70f for the most part. Not real hot.
- Did you have the A/C on? The factory computer will shut the A/C off on you when you are running the temperatures you are talking about. Did this happen to you? A/C will cause slightly higher coolant temps as well.
I mostly had the A/C on, and it never cut out on its own. I did have the A/C thermostat turned down low so it was cutting in and out because of that but not in any connection with coolant temps.
- Does your transmission lock-up work right? The transmission when out of lock-up will generate a huge amount of heat which it dumps into the radiator (factory trans cooler). Leave your transmission PWR switch OFF. I recommend never running it in PWR mode. Hit the hills in 3rd gear (OD off). You should get lock-up in 3rd gear at 70km/hr.
By PWR do you mean the ECT button? I drive with that engaged almost always. I think it just alters the shift points to a higher range in the RPM, correct? I haven't seen it make any difference once you're driving down the highway, just around town. But yes, the lock up works perfectly. No trouble with the tranny at all. I have also installed an external transmission cooler, which I can't see makes any difference that I can document but I like knowing it's there and helping to cool things a bit.
- Are you sure that your gauge is reading right? What was the factory gauge indicating before you went with an aftermarket gauge?
The stock gauge was almost always in the very top of the white, almost touching the red when going down the highway. Around town always in the middle somewhere. The actual temps I'm seeing on the new gauge do correspond with that, although there is no clear way to know if the specific temps its showing are correct. Again, I've never had any of the classic signs of an overheated engine. No loss of power, no ticking sounds of overheated metal, nothing strange going on with the cooling system when I stop and pop the hood and look it over after running on the highway.
- Get your intercooler working again. It'll help lower temps as well.
That's a sure thing. I tried some creative stuff that didn't pan out as I'd hoped but I will for sure get it going. It was just too big of a project to handle on the road. I can say that the 1,000 or so miles I drove with the intercooler functioning gave me lower EGT's for sure, but I didn't see a lot of difference in the coolant temps. Then when I put on the manual boost controller and got the boost up to about 15 pounds the egt's dropped a lot more but it blew out a charge tube...

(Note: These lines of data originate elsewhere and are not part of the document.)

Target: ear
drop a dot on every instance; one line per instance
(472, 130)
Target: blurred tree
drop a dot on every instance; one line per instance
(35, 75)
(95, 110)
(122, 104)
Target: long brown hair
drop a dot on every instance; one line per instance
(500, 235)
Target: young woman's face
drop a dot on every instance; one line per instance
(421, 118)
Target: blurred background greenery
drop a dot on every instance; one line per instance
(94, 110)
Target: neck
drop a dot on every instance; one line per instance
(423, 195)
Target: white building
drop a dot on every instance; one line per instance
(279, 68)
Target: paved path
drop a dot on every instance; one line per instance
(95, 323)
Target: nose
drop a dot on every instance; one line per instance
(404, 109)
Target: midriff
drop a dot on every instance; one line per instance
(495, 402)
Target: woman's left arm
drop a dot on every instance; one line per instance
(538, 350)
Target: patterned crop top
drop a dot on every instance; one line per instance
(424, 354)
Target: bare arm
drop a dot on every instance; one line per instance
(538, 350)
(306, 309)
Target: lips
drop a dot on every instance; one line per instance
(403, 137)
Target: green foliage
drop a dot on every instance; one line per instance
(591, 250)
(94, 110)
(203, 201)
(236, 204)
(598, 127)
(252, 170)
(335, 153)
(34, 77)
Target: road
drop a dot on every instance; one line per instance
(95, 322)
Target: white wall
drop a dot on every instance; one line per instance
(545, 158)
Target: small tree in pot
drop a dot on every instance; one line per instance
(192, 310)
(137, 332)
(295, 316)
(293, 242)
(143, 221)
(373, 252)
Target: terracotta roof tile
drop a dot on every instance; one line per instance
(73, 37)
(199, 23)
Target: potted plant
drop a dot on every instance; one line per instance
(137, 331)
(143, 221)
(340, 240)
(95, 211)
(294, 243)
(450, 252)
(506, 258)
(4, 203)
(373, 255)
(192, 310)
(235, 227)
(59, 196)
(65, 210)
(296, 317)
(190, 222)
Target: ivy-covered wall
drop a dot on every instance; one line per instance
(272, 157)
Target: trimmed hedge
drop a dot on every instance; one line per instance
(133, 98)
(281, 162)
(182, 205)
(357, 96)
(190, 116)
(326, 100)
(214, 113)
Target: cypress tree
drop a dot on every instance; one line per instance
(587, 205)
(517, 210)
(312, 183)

- What brand thermostat are you running? I HIGHLY recommend running a Tridon high-flow thermostat. They work really well:
TRIDON HF Thermostat Hilux Surf(Diesel)LN130(G,W)Inc.Turbo 8/91-3/93 2.4L 2L-T,E | eBay
I will get one. I actually removed the thermostat for part of the trip just to experiment. No real difference with it out except the obvious slightly slower warm up time. Once up to temps and going down the highway it ran at the same temps with or without it. Remember, I've never had any overheating problems around town, sitting in traffic after a run on the highway, no problems like that at all. Cools down fast and does great all except at sustained speeds of 65mph.
I run Evans. Under normal driving conditions, it runs the same temperature as regular coolant in these motors.

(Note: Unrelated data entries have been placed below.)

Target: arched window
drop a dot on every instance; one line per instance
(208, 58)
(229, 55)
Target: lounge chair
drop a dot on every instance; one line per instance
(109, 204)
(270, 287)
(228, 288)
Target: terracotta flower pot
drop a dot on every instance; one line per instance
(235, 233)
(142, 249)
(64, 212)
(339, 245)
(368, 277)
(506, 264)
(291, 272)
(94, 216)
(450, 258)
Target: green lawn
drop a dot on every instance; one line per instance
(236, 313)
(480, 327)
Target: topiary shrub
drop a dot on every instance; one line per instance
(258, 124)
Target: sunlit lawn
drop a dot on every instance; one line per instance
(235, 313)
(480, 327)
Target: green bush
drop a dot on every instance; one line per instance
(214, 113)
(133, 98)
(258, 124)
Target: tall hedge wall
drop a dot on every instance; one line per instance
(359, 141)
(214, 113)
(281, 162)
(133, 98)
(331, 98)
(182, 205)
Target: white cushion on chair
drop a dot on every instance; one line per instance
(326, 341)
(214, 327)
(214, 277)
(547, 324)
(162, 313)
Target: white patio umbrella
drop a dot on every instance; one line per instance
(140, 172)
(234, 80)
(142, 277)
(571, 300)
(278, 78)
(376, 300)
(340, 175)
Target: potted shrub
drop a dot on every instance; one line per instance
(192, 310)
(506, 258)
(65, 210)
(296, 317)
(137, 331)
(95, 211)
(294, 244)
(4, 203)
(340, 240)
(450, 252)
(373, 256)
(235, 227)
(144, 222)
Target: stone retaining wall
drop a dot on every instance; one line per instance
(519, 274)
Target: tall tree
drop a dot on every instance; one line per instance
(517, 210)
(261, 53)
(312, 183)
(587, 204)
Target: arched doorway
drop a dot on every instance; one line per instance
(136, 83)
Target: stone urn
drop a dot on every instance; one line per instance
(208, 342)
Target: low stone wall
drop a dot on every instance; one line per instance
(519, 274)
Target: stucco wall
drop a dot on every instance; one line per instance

When I tow (total vehicle trailer weight of at least 8500lbs!) up big hills (6% grade or more) in 90f+ ambient temps it does get hot. Up to 220-230f maximum. Initially it runs a little hotter than regular coolant would when I hit the hills. But where I'd run into boil over with regular coolant, the Evan's seems to get just a little hotter, and then plateau's and stops getting hotter. This is because the greater the temp difference between the radiator and ambient, the more efficient the cooling. So running a little hotter actually makes the cooling more efficient. Sort of like driving in cooler ambient weather makes the cooling more efficient also. It's all about the temperature differential between ambient and radiator.